Alright, why have a spent so much writing about same-sex marriage in a Travelogue.  Not because it is the defining issue of our time.  No, because it was the biggest news story of the day, so much so that it dominated all of my social media feeds today.  While I communicated privately with a few people about it, I carefully avoided posting anything about to social media, instead opting to save my thoughts for this entry.  I had to wake up early since I wanted to leave early.  I quickly packed and rushed to make it to work by 7:37 AM.  I went for my traditional pre-departure lunch at Hop Won, bought some cigars for the trip, and finished up at work, heading down to meet Pablo.  We got our tickets and took the train up to North White Plains.  I had reserved a full-size car, which is called by the car industry a mid-size, and it felt like the smallest car I had ever driven.

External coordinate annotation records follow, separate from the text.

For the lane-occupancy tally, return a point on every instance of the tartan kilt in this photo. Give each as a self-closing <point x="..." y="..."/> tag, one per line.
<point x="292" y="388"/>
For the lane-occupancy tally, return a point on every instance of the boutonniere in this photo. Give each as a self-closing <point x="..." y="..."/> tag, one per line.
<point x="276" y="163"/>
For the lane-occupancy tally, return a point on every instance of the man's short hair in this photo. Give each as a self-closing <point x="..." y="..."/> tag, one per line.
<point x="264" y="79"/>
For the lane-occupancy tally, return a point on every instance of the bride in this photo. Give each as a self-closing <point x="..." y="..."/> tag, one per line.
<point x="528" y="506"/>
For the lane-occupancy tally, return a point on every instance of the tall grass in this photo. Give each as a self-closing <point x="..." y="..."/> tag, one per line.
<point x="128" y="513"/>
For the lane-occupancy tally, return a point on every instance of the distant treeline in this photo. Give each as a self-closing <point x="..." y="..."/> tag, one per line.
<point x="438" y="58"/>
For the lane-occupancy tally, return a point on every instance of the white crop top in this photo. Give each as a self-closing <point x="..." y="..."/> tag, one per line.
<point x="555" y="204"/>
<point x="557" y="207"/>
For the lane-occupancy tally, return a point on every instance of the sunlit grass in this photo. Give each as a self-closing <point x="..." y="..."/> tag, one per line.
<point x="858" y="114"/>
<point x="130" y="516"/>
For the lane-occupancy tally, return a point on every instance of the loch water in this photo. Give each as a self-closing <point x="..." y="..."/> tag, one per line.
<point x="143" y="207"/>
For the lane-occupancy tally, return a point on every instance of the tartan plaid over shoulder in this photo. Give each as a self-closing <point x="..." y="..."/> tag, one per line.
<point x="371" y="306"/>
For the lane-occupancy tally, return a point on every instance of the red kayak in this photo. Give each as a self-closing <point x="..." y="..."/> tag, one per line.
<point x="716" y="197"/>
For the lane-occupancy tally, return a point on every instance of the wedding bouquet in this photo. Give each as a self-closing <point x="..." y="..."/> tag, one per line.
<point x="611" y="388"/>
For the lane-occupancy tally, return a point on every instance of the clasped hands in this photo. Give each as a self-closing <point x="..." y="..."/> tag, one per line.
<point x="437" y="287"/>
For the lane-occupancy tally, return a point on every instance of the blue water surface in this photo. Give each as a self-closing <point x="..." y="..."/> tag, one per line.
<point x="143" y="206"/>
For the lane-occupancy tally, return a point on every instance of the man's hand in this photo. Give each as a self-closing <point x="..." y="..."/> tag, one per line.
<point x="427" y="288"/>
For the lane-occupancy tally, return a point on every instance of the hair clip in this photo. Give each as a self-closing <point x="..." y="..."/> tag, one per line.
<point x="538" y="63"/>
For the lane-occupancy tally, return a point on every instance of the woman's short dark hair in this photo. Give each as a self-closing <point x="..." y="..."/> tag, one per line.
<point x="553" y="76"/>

I put on Red and lit up my Nic Toro, which I hadn’t smoked in quite some time, maybe not in over two months, since this was the first time I have driven in over two months, I have realized.  Of course, we got stuck in traffic, and a trip to McDonald’s proved quite a detour.  All in all, we lost well over an hour, showing an arrival time past midnight.  After dinner, I switched to Taylor’s eponymous 2006 album and lit up an Aging Room, which also lasted into much of Fearless.  I smoked a Las Calaveras for Speak Now.

It was a long and boring drive, 11 PM by the time we got to the all-too-familiar border sign to Maine.  I rounded out the Taylor collection by listening to 1989 without a cigar, and I finished up the drive with an Avo, listening to the first half of Les Miz.  It was not long before we got to the hotel, checked in, got coffee, and headed upstairs, where I lit up a Prensado and proceeded to write this entry, which I will now close so that I can publish and get to sleep.